Annemle babam avrupadayken, ben anneannemin Çankayadaki evinin kocaman salonunda top oynar, arada geldiğim misafirlik ziyaretlerine kıyasla daha uzun kaldığım için de, ilk kez geldiği evi keşfetmeye çalışan bir kedi gibi, evin her bir köşesini karıştırır, anneannemin uzun zamandır arayıp da bulamadığı ne varsa ortaya çıkarırdım. Oğlum sucuk gibi oldun, gel sırtına şu bezi koyayım demesine aldırmadan akşama kadar ordan oraya koşturur, akşam üstü olduğunda ise beraber, harika bir Ankara manzarasına sahip kocaman balkonunda çiçekleri sular, sonra da akşam yemeği için sofrayı kurmasına yardımcı olurdum. Ben çok severim diye menü hep köfte makarna ve yoğurt olurdu. Anneminkinden farklı olarak anneannem, içine biraz da maydonoz koyduğu köfteleri kızartır, masadan ketçabı hiç eksik etmez ve harika hoşaflar yapardı. Onun sayesinde ben annemlerin 10 günlük seyahatinin nasıl geçtiğini anlamam, hatta o 10 gün de bana, kendi evimden uzak olduğum için tatil gibi gelirdi.
Sonra benim için okul dönemi başladı ve babamın da emekli olması ile annemlerin avrupa tatilleri gitgide azaldı. Sonrasında biz ailecek İstanbul'a taşındık ve anneanne evindeki tatillerim bir süreliğine sona erdi. Yıllar sonra lise döneminde, anneanne tatilleri yine başladı. Şubat tatillerinde 1-2 arkadaşımı da yanıma alıp Ankara'nın yolunu tutmaya başladım. Anneannem ayrı şehirlerde oturduğumuz ve daha az görüşebildiğimiz için, yaşı çok daha ilerlemesine rağmen aynı keyif ve mutlulukla ağırlardı bizi. Lise bittikten sonra üniversite ve iş hayatı yine bizleri ayırdı. Büyümenin ve özgürleşmenin getirdiği gençlik heyecanıyla yolumuz daha az düşer olmuştu Ankara'ya artık, ta ki askerlik zamanı gelene kadar. Askerlik için kurada Ankara çıkınca, anneanne tatilleri tekrar başlayacak diye çok sevinmiştim. Kısa dönem yaptığım askerliğimde, hafta sonları çarşı iznine çıktığımda soluğu anneannemin evinde alır, onun hazırladığı prenslere layık kahvaltıyı yapar, sonra da uzun uzun sohbet ederdik.
Benim anneannem hep yaşlıydı, ben çocukken annemlerin tatilleri sırasında bana bakarken de yaşlıydı, lise yıllarında arkadaşlarımla kendisini ziyaret ettiğim zaman da yaşlıydı, üniversite bitip, iş hayatında bir beş sene geçirdikten sonra askerliğimi yaptığım zamanda yaşlıydı. Kendimi bildim bileli yaşlıydı anlayacağınız.

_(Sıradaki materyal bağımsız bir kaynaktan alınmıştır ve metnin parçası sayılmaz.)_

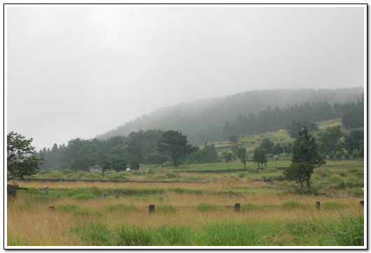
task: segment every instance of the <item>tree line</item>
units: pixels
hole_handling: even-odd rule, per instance
[[[226,121],[230,124],[233,132],[244,136],[262,132],[261,131],[282,129],[285,128],[286,122],[290,122],[293,119],[302,121],[307,116],[312,122],[341,118],[346,110],[351,109],[346,104],[353,103],[355,106],[359,102],[363,104],[363,88],[244,92],[159,109],[118,126],[116,129],[102,134],[97,138],[127,136],[132,132],[150,129],[175,129],[187,135],[192,144],[202,145],[205,142],[225,140],[227,135],[223,133],[223,126]],[[343,108],[343,104],[347,108]],[[269,109],[267,106],[270,107]],[[290,116],[293,113],[295,115]],[[237,121],[239,114],[242,117],[241,121]],[[350,115],[354,116],[354,114]],[[245,117],[248,121],[246,121]],[[234,121],[237,121],[235,127]]]
[[[314,127],[313,122],[337,118],[342,118],[342,123],[347,129],[363,127],[363,96],[357,103],[335,103],[333,106],[325,101],[313,102],[312,104],[295,104],[285,108],[276,107],[274,109],[268,107],[257,115],[250,113],[246,116],[240,114],[232,124],[226,121],[223,128],[223,140],[227,140],[232,134],[244,137],[284,128],[293,133],[291,137],[296,138],[298,131],[302,128],[303,124],[312,130],[311,128]]]

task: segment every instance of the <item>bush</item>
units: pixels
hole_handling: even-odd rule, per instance
[[[77,194],[77,195],[73,196],[72,197],[69,198],[73,200],[97,200],[98,199],[92,194],[86,194],[86,193]]]
[[[306,208],[307,205],[298,201],[290,200],[284,202],[282,205],[281,205],[280,207],[284,210],[290,210],[297,208]]]
[[[335,154],[335,157],[337,160],[340,159],[342,158],[342,154],[340,152],[336,152],[336,153]]]
[[[118,228],[118,245],[121,246],[150,246],[152,235],[150,228],[139,226]]]
[[[348,152],[345,152],[345,153],[344,153],[344,158],[345,159],[349,159],[349,158],[350,158],[350,157],[351,157],[351,155],[349,154],[349,153],[348,153]]]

Hep yaşlıydı ama son zamanlarda iyice yatağa mahkum olmuştu. Uzun süredir tedavi görüyordu ama artık yorulmuştu. Geçtiğimiz salı bir anda 92 yaşında bize veda etti. Otuzsekiz senedir özlediği kocasının yanına defnettik kapalı ve iç karartıcı bir Ankara gününde. Ben inanamadım, hala da inanamıyorum. Hayatım boyunca hep yaşlı olduğu için, belki de bana ölümsüz gibi gelmişti. Hep vardı, hep ordaydı, hep de olacaktı. Bana maydonozlu köfteler kızartan, birbirinden güzel hoşaflar yapan, nerden buldun oğlum onu ben de kaç gündür onu arıyordum diyen, prenslere layık kahvaltılar hazırlayan anneannem artık yok. Her ölüm erken ölümdür. Gökten bir yıldız kaydı ve benim tek dileğim, nurlar içinde yat ve mekanın cennet olsun anneannecim.